There are a few projects I need a boot in the arse to tackle, chief among them being:
- finishing a skirt I started ages ago for Miss B,
- a dance bag, also for Miss B (not strictly clothes, but I think it still counts), and
- fall hats for the boys.
There are a hundred thousand other things I could do, too, but there's no sense setting my (or your) expectations too high, now, is there?

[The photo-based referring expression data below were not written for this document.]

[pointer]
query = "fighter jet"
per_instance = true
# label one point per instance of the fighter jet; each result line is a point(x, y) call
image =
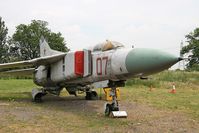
point(77, 71)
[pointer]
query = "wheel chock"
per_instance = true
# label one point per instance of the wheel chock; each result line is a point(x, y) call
point(118, 114)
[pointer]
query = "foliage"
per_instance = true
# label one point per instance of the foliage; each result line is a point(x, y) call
point(193, 49)
point(3, 38)
point(25, 41)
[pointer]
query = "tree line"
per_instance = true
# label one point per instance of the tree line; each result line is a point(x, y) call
point(24, 43)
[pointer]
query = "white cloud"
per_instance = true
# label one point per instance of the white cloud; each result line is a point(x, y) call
point(154, 23)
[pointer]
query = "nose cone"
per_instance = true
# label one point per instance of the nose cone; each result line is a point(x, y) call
point(148, 61)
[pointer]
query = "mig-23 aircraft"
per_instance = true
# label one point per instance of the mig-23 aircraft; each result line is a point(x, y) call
point(77, 71)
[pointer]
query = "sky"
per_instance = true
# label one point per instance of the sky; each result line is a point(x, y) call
point(160, 24)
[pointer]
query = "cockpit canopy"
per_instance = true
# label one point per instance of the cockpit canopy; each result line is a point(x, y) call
point(108, 45)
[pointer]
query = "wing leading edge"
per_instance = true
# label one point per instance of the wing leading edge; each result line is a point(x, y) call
point(34, 62)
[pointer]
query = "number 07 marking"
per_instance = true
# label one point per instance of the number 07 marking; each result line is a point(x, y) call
point(99, 63)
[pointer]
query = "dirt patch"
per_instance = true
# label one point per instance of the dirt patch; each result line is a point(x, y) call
point(74, 114)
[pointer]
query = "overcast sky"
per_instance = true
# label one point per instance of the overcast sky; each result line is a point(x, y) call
point(160, 24)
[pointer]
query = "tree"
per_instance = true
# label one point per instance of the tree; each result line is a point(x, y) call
point(193, 49)
point(3, 38)
point(25, 40)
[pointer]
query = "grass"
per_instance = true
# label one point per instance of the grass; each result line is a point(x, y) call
point(185, 100)
point(66, 116)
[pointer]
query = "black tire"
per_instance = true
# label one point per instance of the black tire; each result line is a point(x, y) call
point(88, 96)
point(108, 109)
point(94, 95)
point(114, 108)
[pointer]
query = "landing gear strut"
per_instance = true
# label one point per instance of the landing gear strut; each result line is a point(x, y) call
point(91, 95)
point(113, 108)
point(37, 95)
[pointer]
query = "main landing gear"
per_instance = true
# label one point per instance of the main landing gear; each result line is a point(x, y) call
point(113, 108)
point(91, 95)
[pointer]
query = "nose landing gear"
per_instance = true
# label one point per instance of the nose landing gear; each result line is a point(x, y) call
point(113, 108)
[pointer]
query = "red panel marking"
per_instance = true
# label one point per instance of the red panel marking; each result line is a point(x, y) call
point(99, 65)
point(79, 63)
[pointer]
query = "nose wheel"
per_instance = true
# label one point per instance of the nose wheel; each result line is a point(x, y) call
point(112, 109)
point(114, 106)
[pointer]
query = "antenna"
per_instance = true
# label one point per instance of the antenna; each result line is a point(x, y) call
point(181, 64)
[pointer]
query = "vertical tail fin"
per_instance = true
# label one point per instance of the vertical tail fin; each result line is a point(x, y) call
point(45, 49)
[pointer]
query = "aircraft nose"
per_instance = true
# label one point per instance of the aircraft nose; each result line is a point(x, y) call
point(148, 61)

The aforementioned bathroom renovations have been all manner of ridiculousness, but it's going to be a huge improvement. We have one bathroom for the five of us, and it is tiny. Like, storage-room tiny. Not small in the suburban sense, small in the house-that-predates-plumbing sense. Some previous owners had furnished it with an enormous cabinet around the sink, and the toilet was functional but gargantuan. Now we have a sleek pedestal sink and a water-saving, apartment-sized toilet. Lovely. There was also a set of cabinets above the sink and toilet that gave the illusion of storage, but which was in fact both inaccessible (I had to stand on the toilet to reach them, and even then could not reach the farthest section) and impractical (who puts 7 1/2-inch-high shelves in a bathroom?). They're gone now, to be replaced with a shelf and baskets, or some such system. The floor was covered in this mildewing, cracked, awful tile which Hubby C ripped out and which we planned to replace with some very tasteful but still easily cleaned vinyl (I have it on good authority that boys take some time to learn proper aim... suddenly, vinyl seems like a godsend). However, while the workmen were here tearing and replacing, it became evident that putting down flooring before installing the sink and toilet would make much more sense than the alternative, and Hubby C had about an hour to grab something. Everything on offer was truly hideous, so Hubby C went for the closest he could find to "inoffensive," with the intention of painting it later. I admire that man's confidence that we can pretty-up any old crap vinyl flooring. And so I will be taping and dabbing my heart out as I wrangle a floor of fake-looking stone-print vinyl into a tasteful checkerboard arrangement of grey and white squares. I am actually rawther excited about this. It's a very small floor, so I don't mind in the least the prospect of taping off three-inch squares.
Oh, and we dodged a hurricane. The weather guy got us all freaked out, but then in the end it was no big deal. Miss B got the afternoon off school yesterday, though, and I had to separate my cabin-feverish kids from one another lest they do each other injury, but everybody had popcorn and I baked a peach upside-down cake. It's still blowing a gale out there, and I imagine there are some pretty impressive waves for those closer to the water, but I'm content to stay home and hope the diapers don't fly off the line.
Oh, oh, oh, and I have just discovered The Gaytheist Gospel Hour, which I am reading as though it were a novel. It's. So. Good. I wish it were a paperback so I could put it in my pocket and take it everywhere with me. I laugh, I cry, I want to call people and read sections aloud to them. You will be enriched for having read even one entry, I assure you.